Golfing at the Shawnee Resort

 One of the most storied resorts in eastern Pennsylvania is celebrating its 100th anniversary in 2011.

The Shawnee Inn and Golf Resort, located in the small town of Shawnee on Delaware, has been around a long time indeed, and has a history that would fill a good sized book. The resort boasts one of the only two championship golf courses designed by legendary golf architect A.W. Tillinghast that are open to the public, with Shawnee being his first design ever. A total of 24 of the Resort’s 27 holes on the course are located on a private island in the middle of the Delaware River.

Jeremy Wo, public relations coordinator for the Resort, talked to me about the long tenure of Shawnee.

“A major element that has helped Shawnee endure over the years was the ingenuity of our proprietor and proceeding owners. C.C. Worthington, a prominent engineer, had the foresight of building the Inn with 12-inch thick concrete. Many other establishments built in the early 1900’s were destroyed by fires and decay. Because of our unique European design we were able to endure.”

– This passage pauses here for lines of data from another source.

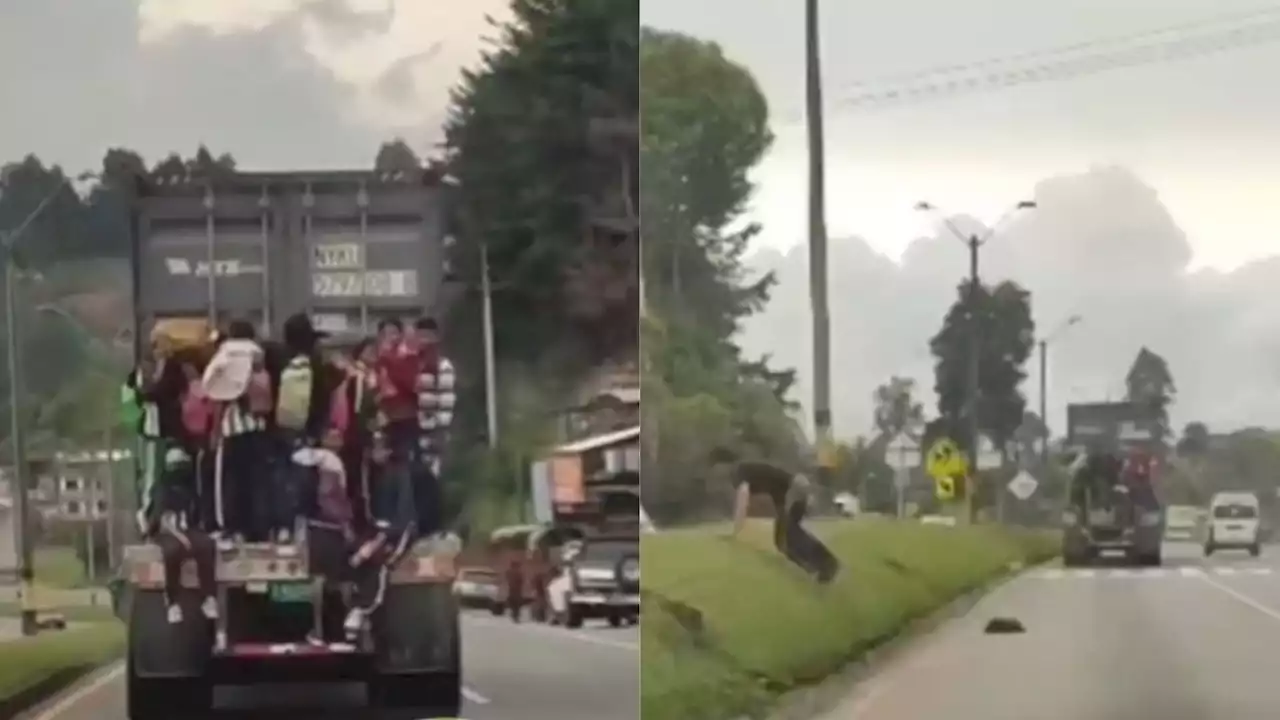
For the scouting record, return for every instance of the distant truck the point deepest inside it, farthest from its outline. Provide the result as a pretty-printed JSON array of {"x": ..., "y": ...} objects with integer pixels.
[
  {"x": 1112, "y": 502},
  {"x": 348, "y": 247}
]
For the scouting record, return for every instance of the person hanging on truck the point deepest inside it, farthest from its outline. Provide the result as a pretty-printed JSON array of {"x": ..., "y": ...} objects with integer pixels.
[
  {"x": 332, "y": 532},
  {"x": 155, "y": 387},
  {"x": 435, "y": 400},
  {"x": 398, "y": 365},
  {"x": 238, "y": 382},
  {"x": 360, "y": 397},
  {"x": 173, "y": 528},
  {"x": 387, "y": 540},
  {"x": 301, "y": 419}
]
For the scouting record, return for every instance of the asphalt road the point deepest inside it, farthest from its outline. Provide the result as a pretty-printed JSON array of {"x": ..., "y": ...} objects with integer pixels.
[
  {"x": 510, "y": 671},
  {"x": 1196, "y": 639}
]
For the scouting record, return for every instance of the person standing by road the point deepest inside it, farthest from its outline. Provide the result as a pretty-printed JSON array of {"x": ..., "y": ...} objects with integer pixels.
[{"x": 790, "y": 493}]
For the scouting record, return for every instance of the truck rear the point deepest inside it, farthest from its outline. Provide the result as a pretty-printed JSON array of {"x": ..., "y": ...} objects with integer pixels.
[
  {"x": 1112, "y": 504},
  {"x": 350, "y": 249}
]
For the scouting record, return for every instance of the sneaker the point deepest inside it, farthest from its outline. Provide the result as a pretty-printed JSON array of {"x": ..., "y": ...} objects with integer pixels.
[
  {"x": 210, "y": 607},
  {"x": 353, "y": 624}
]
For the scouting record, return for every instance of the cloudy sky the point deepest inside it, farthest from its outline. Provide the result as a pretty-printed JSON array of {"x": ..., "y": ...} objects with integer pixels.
[
  {"x": 307, "y": 83},
  {"x": 1165, "y": 192}
]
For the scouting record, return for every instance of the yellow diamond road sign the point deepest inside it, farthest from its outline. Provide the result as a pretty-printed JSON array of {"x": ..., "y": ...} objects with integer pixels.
[{"x": 946, "y": 460}]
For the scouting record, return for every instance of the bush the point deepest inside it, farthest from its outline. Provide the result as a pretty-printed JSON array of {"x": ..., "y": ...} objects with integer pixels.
[{"x": 731, "y": 625}]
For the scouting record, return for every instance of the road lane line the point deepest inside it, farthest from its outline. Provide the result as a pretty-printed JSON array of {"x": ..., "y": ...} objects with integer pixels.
[
  {"x": 474, "y": 697},
  {"x": 77, "y": 696},
  {"x": 557, "y": 633},
  {"x": 1242, "y": 598}
]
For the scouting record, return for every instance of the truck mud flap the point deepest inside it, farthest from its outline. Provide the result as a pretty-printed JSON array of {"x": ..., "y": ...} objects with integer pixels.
[
  {"x": 416, "y": 629},
  {"x": 161, "y": 650}
]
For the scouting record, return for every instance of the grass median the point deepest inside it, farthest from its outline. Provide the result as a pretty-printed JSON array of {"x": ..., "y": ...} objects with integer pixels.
[
  {"x": 26, "y": 664},
  {"x": 728, "y": 627}
]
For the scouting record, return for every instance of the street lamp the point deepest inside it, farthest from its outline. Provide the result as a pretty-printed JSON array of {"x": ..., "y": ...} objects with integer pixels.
[
  {"x": 1043, "y": 358},
  {"x": 974, "y": 242},
  {"x": 13, "y": 340}
]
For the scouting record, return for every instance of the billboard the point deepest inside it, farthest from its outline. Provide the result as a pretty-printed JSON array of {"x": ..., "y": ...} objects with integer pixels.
[{"x": 1114, "y": 425}]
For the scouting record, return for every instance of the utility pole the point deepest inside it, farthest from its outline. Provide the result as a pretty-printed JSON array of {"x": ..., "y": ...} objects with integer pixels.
[
  {"x": 974, "y": 386},
  {"x": 818, "y": 246},
  {"x": 490, "y": 373},
  {"x": 18, "y": 445},
  {"x": 1043, "y": 358}
]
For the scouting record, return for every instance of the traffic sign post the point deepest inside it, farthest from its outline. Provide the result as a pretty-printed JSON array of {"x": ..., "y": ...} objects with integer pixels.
[
  {"x": 903, "y": 455},
  {"x": 1023, "y": 486},
  {"x": 949, "y": 468}
]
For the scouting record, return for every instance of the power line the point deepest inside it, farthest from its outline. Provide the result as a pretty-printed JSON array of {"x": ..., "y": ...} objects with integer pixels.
[
  {"x": 1270, "y": 13},
  {"x": 1068, "y": 68},
  {"x": 1063, "y": 63}
]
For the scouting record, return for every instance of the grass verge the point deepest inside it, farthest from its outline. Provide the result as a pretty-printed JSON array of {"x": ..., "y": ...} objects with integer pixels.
[
  {"x": 730, "y": 627},
  {"x": 33, "y": 669}
]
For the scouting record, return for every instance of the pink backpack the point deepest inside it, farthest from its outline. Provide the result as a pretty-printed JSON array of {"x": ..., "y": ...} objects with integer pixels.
[
  {"x": 339, "y": 408},
  {"x": 197, "y": 411}
]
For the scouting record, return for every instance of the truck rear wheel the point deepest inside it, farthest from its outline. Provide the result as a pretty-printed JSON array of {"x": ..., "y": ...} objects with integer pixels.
[
  {"x": 164, "y": 698},
  {"x": 416, "y": 695}
]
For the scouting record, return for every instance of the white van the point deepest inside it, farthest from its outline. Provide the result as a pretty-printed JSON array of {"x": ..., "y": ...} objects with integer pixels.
[{"x": 1234, "y": 523}]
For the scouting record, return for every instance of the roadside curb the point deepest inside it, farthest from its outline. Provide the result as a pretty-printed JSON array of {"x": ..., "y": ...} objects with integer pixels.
[
  {"x": 37, "y": 701},
  {"x": 824, "y": 696}
]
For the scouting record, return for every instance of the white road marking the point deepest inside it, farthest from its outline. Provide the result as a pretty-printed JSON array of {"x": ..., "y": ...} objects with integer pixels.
[
  {"x": 71, "y": 700},
  {"x": 1240, "y": 597},
  {"x": 474, "y": 697},
  {"x": 1146, "y": 573},
  {"x": 565, "y": 633}
]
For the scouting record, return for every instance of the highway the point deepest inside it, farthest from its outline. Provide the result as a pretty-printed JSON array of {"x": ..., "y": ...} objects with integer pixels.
[
  {"x": 1196, "y": 639},
  {"x": 524, "y": 671}
]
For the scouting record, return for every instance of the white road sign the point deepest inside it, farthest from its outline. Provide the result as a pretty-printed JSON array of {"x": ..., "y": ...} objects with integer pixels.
[
  {"x": 988, "y": 459},
  {"x": 1023, "y": 486},
  {"x": 901, "y": 454}
]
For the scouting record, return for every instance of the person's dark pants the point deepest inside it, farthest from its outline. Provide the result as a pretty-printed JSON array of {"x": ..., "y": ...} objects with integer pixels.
[
  {"x": 174, "y": 554},
  {"x": 800, "y": 546},
  {"x": 428, "y": 497},
  {"x": 292, "y": 491},
  {"x": 242, "y": 486},
  {"x": 392, "y": 487},
  {"x": 356, "y": 466}
]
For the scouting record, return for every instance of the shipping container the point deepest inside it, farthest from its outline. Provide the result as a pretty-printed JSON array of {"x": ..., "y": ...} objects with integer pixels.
[{"x": 348, "y": 247}]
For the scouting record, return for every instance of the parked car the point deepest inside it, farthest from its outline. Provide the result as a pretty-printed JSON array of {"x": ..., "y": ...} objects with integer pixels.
[
  {"x": 602, "y": 579},
  {"x": 478, "y": 587}
]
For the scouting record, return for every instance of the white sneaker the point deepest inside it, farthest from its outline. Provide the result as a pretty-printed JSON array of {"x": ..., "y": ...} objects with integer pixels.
[
  {"x": 210, "y": 607},
  {"x": 353, "y": 624}
]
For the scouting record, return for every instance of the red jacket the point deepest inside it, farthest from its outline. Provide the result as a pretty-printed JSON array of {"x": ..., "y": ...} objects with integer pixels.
[{"x": 397, "y": 383}]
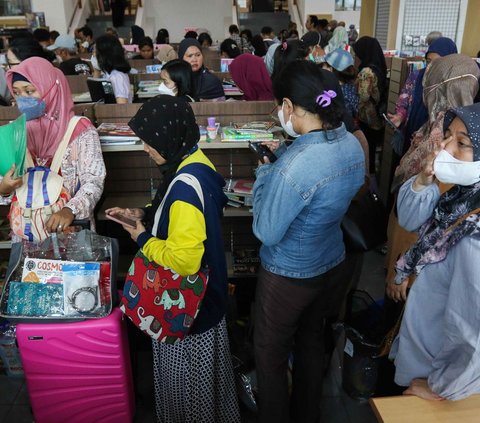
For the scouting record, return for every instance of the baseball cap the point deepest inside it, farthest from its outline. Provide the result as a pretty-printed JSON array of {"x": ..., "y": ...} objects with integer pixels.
[
  {"x": 311, "y": 38},
  {"x": 63, "y": 41},
  {"x": 339, "y": 59}
]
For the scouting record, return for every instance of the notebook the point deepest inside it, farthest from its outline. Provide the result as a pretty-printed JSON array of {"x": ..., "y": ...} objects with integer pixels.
[{"x": 101, "y": 90}]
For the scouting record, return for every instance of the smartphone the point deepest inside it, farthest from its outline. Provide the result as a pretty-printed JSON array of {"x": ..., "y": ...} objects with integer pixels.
[
  {"x": 389, "y": 122},
  {"x": 123, "y": 220},
  {"x": 261, "y": 151}
]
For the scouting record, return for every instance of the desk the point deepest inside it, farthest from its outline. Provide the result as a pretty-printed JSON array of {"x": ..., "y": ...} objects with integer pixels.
[
  {"x": 411, "y": 409},
  {"x": 82, "y": 97}
]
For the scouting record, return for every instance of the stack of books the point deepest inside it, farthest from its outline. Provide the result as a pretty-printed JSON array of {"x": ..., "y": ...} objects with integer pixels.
[
  {"x": 116, "y": 134},
  {"x": 239, "y": 192},
  {"x": 231, "y": 134},
  {"x": 147, "y": 89}
]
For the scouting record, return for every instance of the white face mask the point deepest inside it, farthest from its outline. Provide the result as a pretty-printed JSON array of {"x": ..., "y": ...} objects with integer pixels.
[
  {"x": 94, "y": 63},
  {"x": 449, "y": 170},
  {"x": 163, "y": 89},
  {"x": 288, "y": 127}
]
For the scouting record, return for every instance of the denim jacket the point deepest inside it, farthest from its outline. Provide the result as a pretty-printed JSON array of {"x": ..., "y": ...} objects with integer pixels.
[{"x": 299, "y": 202}]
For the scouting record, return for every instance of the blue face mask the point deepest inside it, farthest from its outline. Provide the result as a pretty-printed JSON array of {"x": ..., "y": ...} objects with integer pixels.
[{"x": 31, "y": 106}]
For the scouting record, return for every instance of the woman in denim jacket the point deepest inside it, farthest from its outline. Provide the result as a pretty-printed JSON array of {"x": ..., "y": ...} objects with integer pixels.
[{"x": 298, "y": 205}]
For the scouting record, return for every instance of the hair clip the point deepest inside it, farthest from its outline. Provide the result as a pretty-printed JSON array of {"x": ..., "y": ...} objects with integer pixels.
[{"x": 325, "y": 99}]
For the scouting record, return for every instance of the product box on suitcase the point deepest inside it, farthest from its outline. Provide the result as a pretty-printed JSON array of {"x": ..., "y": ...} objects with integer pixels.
[{"x": 67, "y": 277}]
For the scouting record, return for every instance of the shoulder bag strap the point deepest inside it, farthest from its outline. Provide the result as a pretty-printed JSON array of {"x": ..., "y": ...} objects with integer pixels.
[
  {"x": 189, "y": 180},
  {"x": 58, "y": 157}
]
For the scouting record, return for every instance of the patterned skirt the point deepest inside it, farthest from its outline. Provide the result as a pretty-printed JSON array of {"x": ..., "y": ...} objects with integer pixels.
[{"x": 194, "y": 381}]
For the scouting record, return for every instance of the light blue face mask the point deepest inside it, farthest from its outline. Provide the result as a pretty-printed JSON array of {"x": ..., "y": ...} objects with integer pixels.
[{"x": 32, "y": 107}]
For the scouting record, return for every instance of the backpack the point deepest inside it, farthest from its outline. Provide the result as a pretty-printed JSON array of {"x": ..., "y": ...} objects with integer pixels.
[{"x": 41, "y": 194}]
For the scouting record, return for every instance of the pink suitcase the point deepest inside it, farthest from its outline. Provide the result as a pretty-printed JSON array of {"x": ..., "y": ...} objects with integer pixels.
[{"x": 78, "y": 372}]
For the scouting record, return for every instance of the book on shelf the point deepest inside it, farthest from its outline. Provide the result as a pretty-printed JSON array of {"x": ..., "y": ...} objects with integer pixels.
[
  {"x": 241, "y": 186},
  {"x": 229, "y": 133},
  {"x": 101, "y": 90},
  {"x": 149, "y": 84},
  {"x": 116, "y": 133}
]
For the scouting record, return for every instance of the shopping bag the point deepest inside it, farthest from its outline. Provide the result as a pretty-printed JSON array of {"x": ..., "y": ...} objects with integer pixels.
[{"x": 159, "y": 301}]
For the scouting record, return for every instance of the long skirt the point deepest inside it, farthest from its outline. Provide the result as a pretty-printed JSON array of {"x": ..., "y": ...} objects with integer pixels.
[{"x": 194, "y": 379}]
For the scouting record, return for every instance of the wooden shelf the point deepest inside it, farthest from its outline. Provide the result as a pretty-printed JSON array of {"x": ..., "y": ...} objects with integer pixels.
[
  {"x": 5, "y": 245},
  {"x": 204, "y": 145}
]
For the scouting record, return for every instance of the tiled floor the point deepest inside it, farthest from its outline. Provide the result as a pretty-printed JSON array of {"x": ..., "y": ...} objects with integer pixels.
[{"x": 337, "y": 406}]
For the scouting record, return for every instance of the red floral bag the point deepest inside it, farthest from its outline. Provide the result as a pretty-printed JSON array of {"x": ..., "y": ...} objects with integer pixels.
[{"x": 159, "y": 301}]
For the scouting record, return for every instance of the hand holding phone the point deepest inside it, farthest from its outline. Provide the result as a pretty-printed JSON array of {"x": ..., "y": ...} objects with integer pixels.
[
  {"x": 261, "y": 151},
  {"x": 389, "y": 122},
  {"x": 123, "y": 220}
]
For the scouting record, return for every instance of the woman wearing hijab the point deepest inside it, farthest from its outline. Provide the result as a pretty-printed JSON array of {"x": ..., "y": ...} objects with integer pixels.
[
  {"x": 193, "y": 378},
  {"x": 109, "y": 61},
  {"x": 339, "y": 40},
  {"x": 449, "y": 82},
  {"x": 250, "y": 75},
  {"x": 410, "y": 107},
  {"x": 206, "y": 85},
  {"x": 436, "y": 352},
  {"x": 371, "y": 85},
  {"x": 42, "y": 93}
]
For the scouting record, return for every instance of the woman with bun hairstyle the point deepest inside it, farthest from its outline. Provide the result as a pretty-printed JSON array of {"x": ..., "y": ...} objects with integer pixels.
[{"x": 298, "y": 205}]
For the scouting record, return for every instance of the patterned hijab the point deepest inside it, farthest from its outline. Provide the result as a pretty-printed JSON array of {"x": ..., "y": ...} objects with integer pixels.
[
  {"x": 251, "y": 76},
  {"x": 45, "y": 133},
  {"x": 168, "y": 125},
  {"x": 449, "y": 82},
  {"x": 437, "y": 235},
  {"x": 339, "y": 39}
]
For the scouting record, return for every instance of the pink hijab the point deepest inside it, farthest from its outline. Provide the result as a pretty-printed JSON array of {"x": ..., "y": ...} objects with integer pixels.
[
  {"x": 251, "y": 76},
  {"x": 45, "y": 133}
]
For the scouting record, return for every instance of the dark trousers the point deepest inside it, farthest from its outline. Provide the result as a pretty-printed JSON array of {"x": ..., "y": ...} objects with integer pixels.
[
  {"x": 374, "y": 138},
  {"x": 290, "y": 316}
]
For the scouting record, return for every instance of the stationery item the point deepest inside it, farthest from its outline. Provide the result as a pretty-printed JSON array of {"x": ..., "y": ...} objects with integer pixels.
[
  {"x": 229, "y": 133},
  {"x": 116, "y": 133},
  {"x": 13, "y": 144},
  {"x": 101, "y": 90}
]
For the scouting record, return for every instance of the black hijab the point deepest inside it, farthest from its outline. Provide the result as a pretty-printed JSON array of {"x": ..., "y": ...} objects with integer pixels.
[
  {"x": 206, "y": 86},
  {"x": 370, "y": 53},
  {"x": 168, "y": 125}
]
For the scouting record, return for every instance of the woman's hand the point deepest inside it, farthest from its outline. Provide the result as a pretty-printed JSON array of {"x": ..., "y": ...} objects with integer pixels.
[
  {"x": 60, "y": 220},
  {"x": 420, "y": 388},
  {"x": 135, "y": 213},
  {"x": 427, "y": 175},
  {"x": 272, "y": 145},
  {"x": 9, "y": 182},
  {"x": 397, "y": 292},
  {"x": 135, "y": 232},
  {"x": 395, "y": 118}
]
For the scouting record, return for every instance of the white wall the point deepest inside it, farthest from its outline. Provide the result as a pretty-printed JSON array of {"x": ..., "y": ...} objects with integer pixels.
[
  {"x": 175, "y": 15},
  {"x": 348, "y": 17},
  {"x": 57, "y": 13}
]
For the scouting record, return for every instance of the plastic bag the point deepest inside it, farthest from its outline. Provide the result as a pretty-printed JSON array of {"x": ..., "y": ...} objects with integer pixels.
[
  {"x": 364, "y": 330},
  {"x": 39, "y": 288}
]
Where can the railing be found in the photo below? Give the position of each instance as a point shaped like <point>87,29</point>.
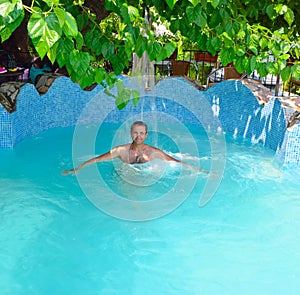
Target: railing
<point>207,70</point>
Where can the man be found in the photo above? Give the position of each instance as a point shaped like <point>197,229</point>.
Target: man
<point>132,153</point>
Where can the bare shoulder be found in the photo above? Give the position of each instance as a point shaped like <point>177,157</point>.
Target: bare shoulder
<point>123,147</point>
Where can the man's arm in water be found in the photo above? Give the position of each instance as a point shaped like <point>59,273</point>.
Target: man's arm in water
<point>114,153</point>
<point>159,154</point>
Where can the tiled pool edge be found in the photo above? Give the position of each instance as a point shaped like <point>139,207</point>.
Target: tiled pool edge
<point>231,102</point>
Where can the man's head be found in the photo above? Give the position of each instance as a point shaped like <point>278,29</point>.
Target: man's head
<point>139,132</point>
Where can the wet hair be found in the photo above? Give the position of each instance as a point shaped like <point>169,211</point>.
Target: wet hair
<point>140,123</point>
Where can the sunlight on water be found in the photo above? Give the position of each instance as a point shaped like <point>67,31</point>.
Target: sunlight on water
<point>53,240</point>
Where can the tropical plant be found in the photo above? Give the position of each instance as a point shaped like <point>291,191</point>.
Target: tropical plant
<point>244,33</point>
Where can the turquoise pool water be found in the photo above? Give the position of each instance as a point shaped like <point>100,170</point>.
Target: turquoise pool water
<point>53,240</point>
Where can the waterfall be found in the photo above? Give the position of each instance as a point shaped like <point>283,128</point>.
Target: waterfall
<point>143,68</point>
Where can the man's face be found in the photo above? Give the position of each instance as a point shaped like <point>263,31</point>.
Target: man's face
<point>138,134</point>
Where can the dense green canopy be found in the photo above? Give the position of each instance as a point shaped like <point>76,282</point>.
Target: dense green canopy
<point>83,38</point>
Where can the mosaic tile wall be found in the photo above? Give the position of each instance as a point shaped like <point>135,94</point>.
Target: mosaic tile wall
<point>228,105</point>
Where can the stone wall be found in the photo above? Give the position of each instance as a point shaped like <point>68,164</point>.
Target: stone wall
<point>228,106</point>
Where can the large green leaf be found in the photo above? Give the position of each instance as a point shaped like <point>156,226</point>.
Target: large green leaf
<point>11,16</point>
<point>64,48</point>
<point>171,3</point>
<point>117,63</point>
<point>286,74</point>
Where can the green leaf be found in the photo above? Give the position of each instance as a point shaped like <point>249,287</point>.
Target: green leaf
<point>117,64</point>
<point>82,21</point>
<point>239,64</point>
<point>271,12</point>
<point>171,3</point>
<point>263,42</point>
<point>140,46</point>
<point>87,78</point>
<point>196,15</point>
<point>153,50</point>
<point>99,75</point>
<point>215,3</point>
<point>52,52</point>
<point>285,74</point>
<point>124,95</point>
<point>227,55</point>
<point>289,16</point>
<point>133,13</point>
<point>135,96</point>
<point>11,16</point>
<point>44,31</point>
<point>170,48</point>
<point>80,62</point>
<point>65,47</point>
<point>253,49</point>
<point>79,41</point>
<point>70,26</point>
<point>60,13</point>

He added, “Additionally, Mr. Worthington fostered golf and it is rumored that the seeds that would eventually grow into the PGA were planted on the fairways and greens of The Shawnee Inn and Golf Resort. With owner Fred Waring came show business. Fred understood that the travel world was changing. International travel was becoming more accessible to the average person. This was the age of the tropical vacation rush. Fred was able to sustain Shawnee by creating a Mecca of stardom. Everyone from President Eisenhower to Jacky Gleason vacationed at Shawnee and the world knew it.”

The Inn and Shawnee Resort’s golf course opened in 1911. As Wo said, many of the greats of golf during the first half of the 20th century played at Shawnee, including Walter Hagan, Lawson Little, Johnny Farrell and later Arnold Palmer. Television stars Jackie Gleason, Lucille Ball, Perry Como and Ed Sullivan made the resort, nicknamed “The Gem of the Northeast,” a regular stop.

C.C. Worthington was one of the first real drivers of big time golf in the country. In 1911 he staged a professional tournament, then somewhat uncommon, to raise awareness of the game and the talents of the men who played for pay. The pinnacle of Shawnee’s role in the development of modern professional golf was when the PGA held its Championship there in 1938, with the event being won by Paul Runyon in a dramatic finish over Sam Snead.

Wo spoke to the loyalty many of Shawnee’s visitors have shown over the years.

“It says a lot that we have guests who have been visiting us for decades.  In some instances, families have passed their tradition of visiting Shawnee onto second and third generations of travelers. It also helps that we have a superb course located in the middle of the Delaware River. We are located within two hours of New York City, Philadelphia and Northern New Jersey, which makes our resort extremely convenient to visit.”

The present fine conditions of the Inn and golf course were not always so. The years had taken a bit of a toll on the venerable resort.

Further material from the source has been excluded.